What is Transformer?
The transformer is a neural network architecture introduced in the 2017 paper "Attention Is All You Need" that revolutionized natural language processing and became the foundation for modern large language models. Unlike previous sequence models that processed text sequentially, transformers use self-attention mechanisms to process all positions in a sequence in parallel, enabling much more efficient training and better modeling of long-range dependencies. This architectural innovation enabled the scaling that led to modern LLMs.
The transformer architecture consists of encoder and/or decoder blocks built from self-attention layers and feedforward neural networks, with residual connections and layer normalization. The attention mechanism allows each position to attend to all other positions, capturing relationships across the entire sequence. Positional encodings inject sequence order information, and multi-head attention enables the model to capture different types of relationships simultaneously. The parallel processing of positions makes transformers highly efficient on modern hardware.

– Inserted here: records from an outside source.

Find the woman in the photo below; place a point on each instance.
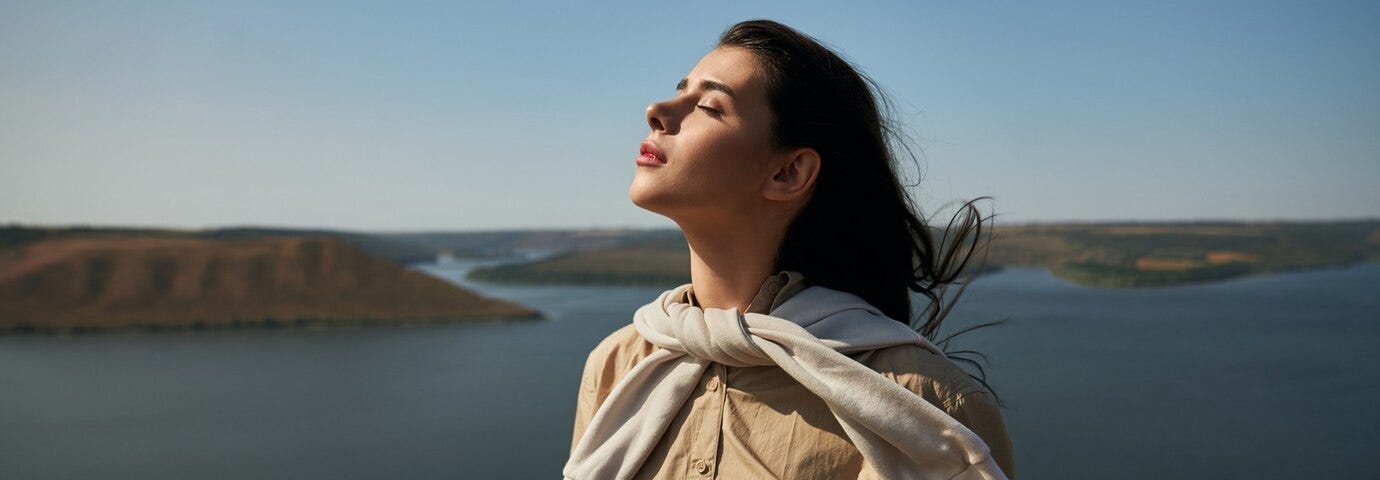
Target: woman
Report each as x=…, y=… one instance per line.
x=790, y=353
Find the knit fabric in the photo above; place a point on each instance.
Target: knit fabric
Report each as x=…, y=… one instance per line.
x=897, y=432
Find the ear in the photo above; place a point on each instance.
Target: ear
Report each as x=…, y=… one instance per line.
x=794, y=175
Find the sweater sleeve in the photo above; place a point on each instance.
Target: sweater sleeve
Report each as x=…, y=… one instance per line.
x=979, y=411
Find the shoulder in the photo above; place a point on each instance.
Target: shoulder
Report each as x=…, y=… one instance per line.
x=930, y=375
x=614, y=356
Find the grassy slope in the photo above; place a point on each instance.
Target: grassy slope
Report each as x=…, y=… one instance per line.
x=129, y=279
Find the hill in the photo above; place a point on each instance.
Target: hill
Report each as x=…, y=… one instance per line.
x=1121, y=254
x=123, y=279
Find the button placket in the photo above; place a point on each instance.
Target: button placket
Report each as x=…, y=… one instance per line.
x=707, y=443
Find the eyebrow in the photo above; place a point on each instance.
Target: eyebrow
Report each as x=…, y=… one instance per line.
x=707, y=84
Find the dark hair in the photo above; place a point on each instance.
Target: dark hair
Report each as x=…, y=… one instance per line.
x=859, y=232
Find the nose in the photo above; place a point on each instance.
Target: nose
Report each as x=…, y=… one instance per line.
x=661, y=117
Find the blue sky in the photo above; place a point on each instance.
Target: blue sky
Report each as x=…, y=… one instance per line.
x=384, y=116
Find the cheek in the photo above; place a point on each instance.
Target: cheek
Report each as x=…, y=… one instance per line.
x=729, y=156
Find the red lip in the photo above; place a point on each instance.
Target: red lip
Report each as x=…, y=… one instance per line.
x=650, y=156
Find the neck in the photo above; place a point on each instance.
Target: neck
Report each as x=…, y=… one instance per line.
x=729, y=264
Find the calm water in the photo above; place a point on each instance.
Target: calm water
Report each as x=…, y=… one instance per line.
x=1270, y=377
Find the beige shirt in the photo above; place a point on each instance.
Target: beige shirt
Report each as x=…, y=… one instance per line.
x=758, y=422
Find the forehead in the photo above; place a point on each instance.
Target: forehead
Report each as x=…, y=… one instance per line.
x=733, y=66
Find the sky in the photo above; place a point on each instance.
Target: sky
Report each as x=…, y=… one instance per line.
x=450, y=116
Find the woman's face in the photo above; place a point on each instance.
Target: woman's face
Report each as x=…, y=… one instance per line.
x=715, y=140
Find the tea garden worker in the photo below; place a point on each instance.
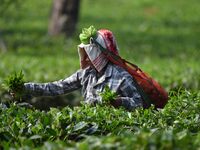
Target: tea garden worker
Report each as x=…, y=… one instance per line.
x=96, y=72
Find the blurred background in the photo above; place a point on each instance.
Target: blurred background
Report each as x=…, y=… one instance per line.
x=40, y=37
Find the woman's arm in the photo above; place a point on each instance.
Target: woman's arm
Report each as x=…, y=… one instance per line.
x=54, y=88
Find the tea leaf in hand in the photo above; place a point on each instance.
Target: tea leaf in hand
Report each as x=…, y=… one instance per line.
x=108, y=95
x=15, y=82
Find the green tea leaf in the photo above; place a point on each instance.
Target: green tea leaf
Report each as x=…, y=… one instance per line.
x=86, y=34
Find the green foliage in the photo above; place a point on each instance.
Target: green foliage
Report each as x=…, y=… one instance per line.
x=86, y=34
x=108, y=95
x=175, y=126
x=15, y=82
x=161, y=39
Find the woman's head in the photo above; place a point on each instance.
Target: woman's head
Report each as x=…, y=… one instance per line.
x=91, y=50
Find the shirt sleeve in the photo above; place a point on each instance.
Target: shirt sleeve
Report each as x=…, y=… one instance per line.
x=131, y=97
x=55, y=88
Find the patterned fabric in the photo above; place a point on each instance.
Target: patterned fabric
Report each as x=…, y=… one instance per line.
x=92, y=84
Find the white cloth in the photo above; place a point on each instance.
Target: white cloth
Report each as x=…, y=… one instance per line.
x=94, y=54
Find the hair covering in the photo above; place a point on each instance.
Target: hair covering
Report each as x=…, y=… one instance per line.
x=92, y=51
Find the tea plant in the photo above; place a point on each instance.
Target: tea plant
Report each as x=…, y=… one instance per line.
x=108, y=95
x=15, y=83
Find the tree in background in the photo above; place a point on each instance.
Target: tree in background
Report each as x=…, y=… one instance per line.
x=64, y=17
x=5, y=6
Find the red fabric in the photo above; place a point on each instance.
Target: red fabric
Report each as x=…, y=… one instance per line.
x=109, y=40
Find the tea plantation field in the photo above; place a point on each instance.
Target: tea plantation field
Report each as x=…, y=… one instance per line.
x=162, y=37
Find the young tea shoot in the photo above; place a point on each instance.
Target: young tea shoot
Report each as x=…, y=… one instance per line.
x=108, y=95
x=15, y=83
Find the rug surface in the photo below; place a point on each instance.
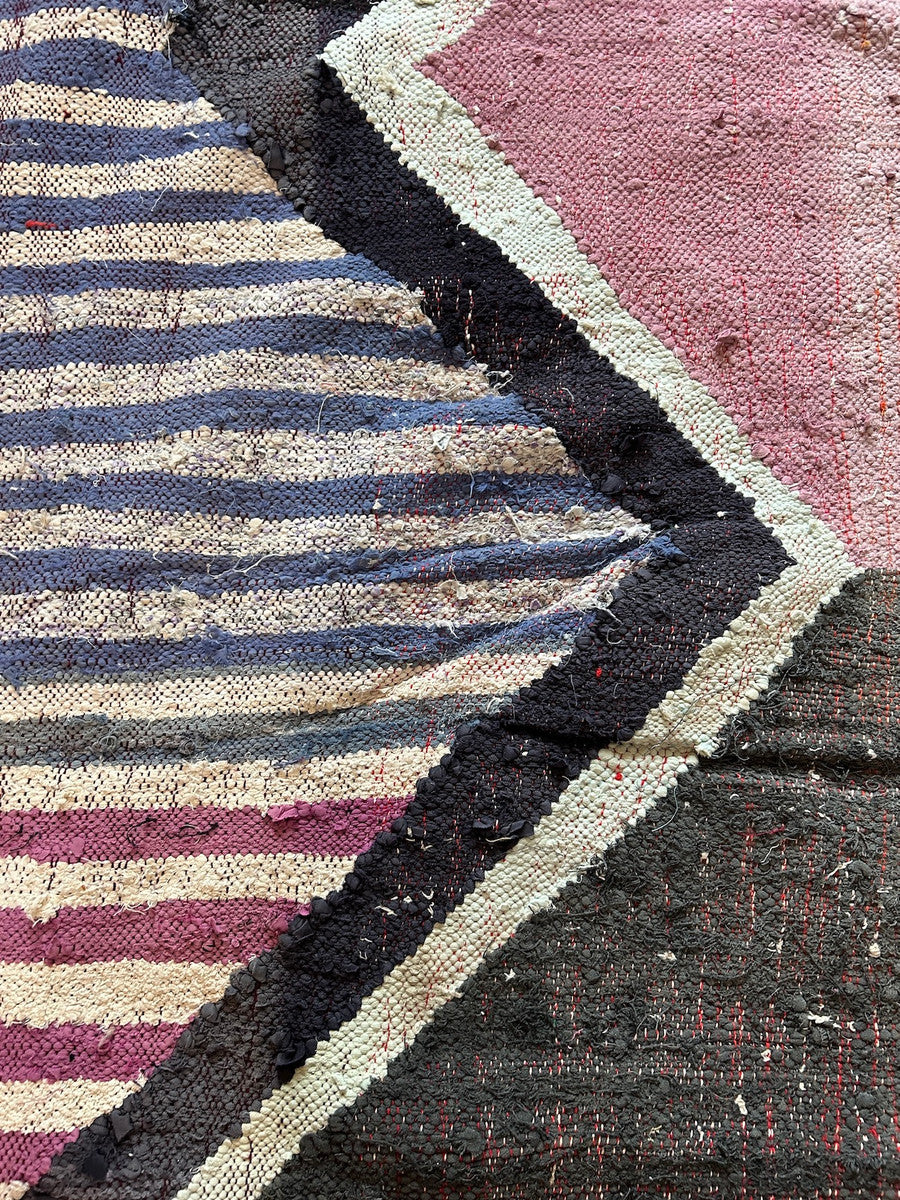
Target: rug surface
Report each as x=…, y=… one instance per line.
x=449, y=600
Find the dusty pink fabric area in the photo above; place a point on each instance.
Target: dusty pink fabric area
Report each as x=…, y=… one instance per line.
x=733, y=172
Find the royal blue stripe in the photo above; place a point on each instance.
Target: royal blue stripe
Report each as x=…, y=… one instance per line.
x=163, y=276
x=161, y=207
x=95, y=64
x=239, y=409
x=277, y=501
x=211, y=576
x=297, y=334
x=57, y=142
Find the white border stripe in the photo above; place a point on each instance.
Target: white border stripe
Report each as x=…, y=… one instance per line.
x=438, y=141
x=433, y=136
x=618, y=787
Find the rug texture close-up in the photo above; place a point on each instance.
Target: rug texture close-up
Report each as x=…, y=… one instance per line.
x=449, y=600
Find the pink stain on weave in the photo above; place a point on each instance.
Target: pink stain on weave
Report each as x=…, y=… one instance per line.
x=733, y=169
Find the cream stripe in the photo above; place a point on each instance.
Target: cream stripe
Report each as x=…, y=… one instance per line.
x=433, y=135
x=126, y=993
x=297, y=456
x=138, y=309
x=64, y=1104
x=210, y=168
x=129, y=30
x=209, y=243
x=179, y=613
x=41, y=889
x=617, y=789
x=214, y=534
x=76, y=385
x=222, y=695
x=257, y=784
x=81, y=106
x=618, y=786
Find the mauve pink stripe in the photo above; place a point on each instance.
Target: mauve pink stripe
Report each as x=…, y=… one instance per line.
x=345, y=827
x=83, y=1051
x=27, y=1156
x=171, y=931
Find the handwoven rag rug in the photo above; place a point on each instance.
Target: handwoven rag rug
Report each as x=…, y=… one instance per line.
x=449, y=600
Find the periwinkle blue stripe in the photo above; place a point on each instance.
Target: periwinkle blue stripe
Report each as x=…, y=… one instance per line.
x=58, y=142
x=36, y=660
x=13, y=9
x=295, y=334
x=403, y=496
x=97, y=65
x=72, y=570
x=39, y=660
x=160, y=207
x=161, y=275
x=238, y=411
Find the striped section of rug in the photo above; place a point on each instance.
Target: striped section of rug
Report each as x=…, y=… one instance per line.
x=264, y=546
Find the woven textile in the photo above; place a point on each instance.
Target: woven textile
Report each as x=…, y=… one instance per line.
x=447, y=622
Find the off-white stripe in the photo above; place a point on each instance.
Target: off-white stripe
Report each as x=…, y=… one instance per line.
x=173, y=309
x=222, y=695
x=257, y=784
x=79, y=384
x=81, y=106
x=219, y=534
x=41, y=889
x=129, y=30
x=617, y=789
x=210, y=168
x=64, y=1104
x=618, y=786
x=442, y=144
x=297, y=456
x=210, y=243
x=126, y=993
x=179, y=613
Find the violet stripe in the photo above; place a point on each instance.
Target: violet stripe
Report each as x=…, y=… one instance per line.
x=172, y=930
x=27, y=1156
x=82, y=1051
x=342, y=828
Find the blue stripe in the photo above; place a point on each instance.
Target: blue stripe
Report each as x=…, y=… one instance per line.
x=211, y=576
x=297, y=334
x=12, y=9
x=156, y=207
x=160, y=275
x=276, y=501
x=239, y=409
x=94, y=64
x=57, y=142
x=34, y=660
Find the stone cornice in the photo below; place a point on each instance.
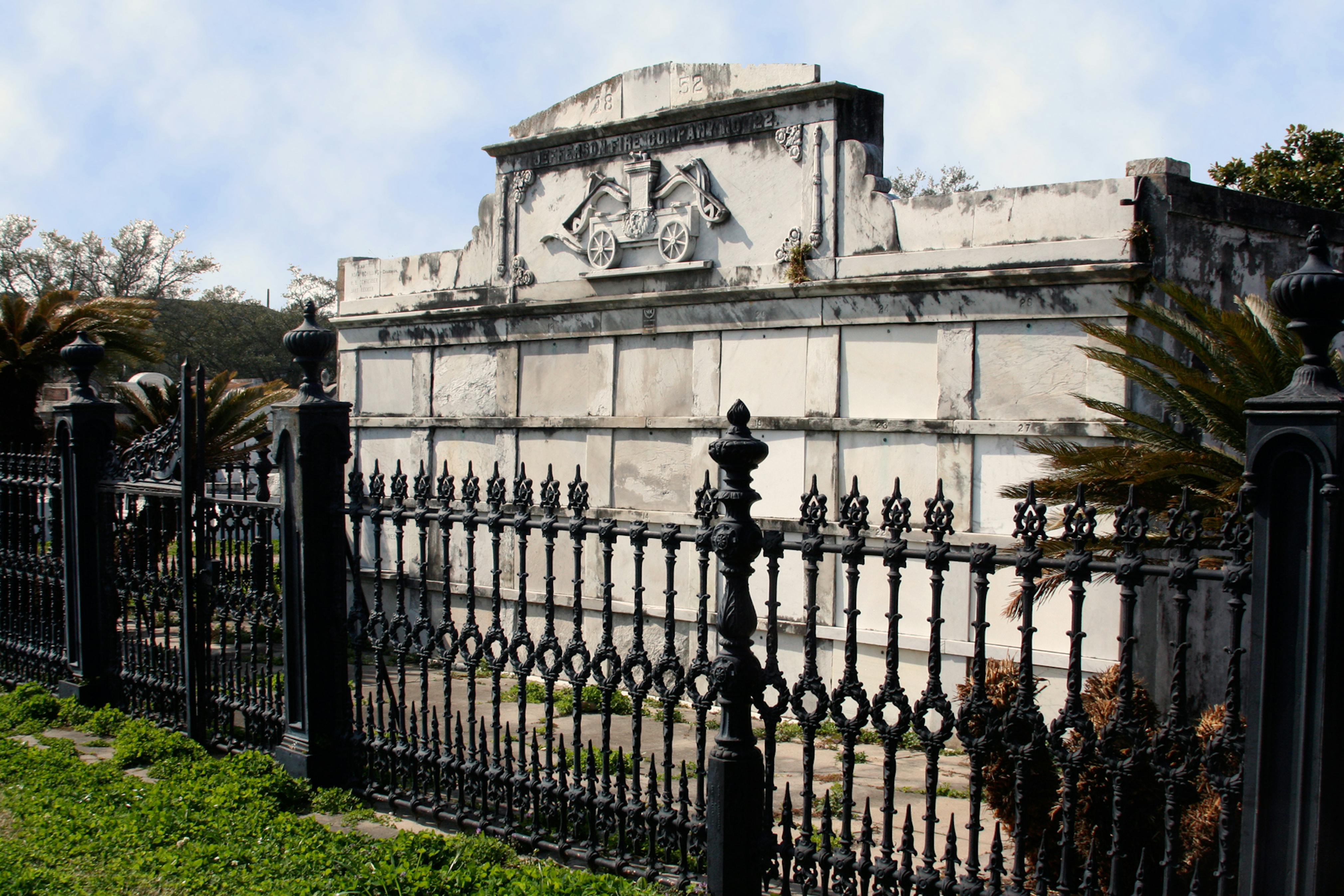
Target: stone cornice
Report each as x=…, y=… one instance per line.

Transformers power virtually all modern LLMs including GPT, BERT, Claude, and others. Encoder-only transformers (like BERT) excel at understanding tasks, decoder-only transformers (like GPT) excel at generation, and encoder-decoder transformers handle tasks requiring both comprehension and generation. The architecture's success has extended beyond NLP to computer vision, speech processing, and other domains. Understanding transformers is essential for grasping how modern AI systems process and generate language, though using LLMs effectively often doesn't require deep knowledge of the underlying architecture.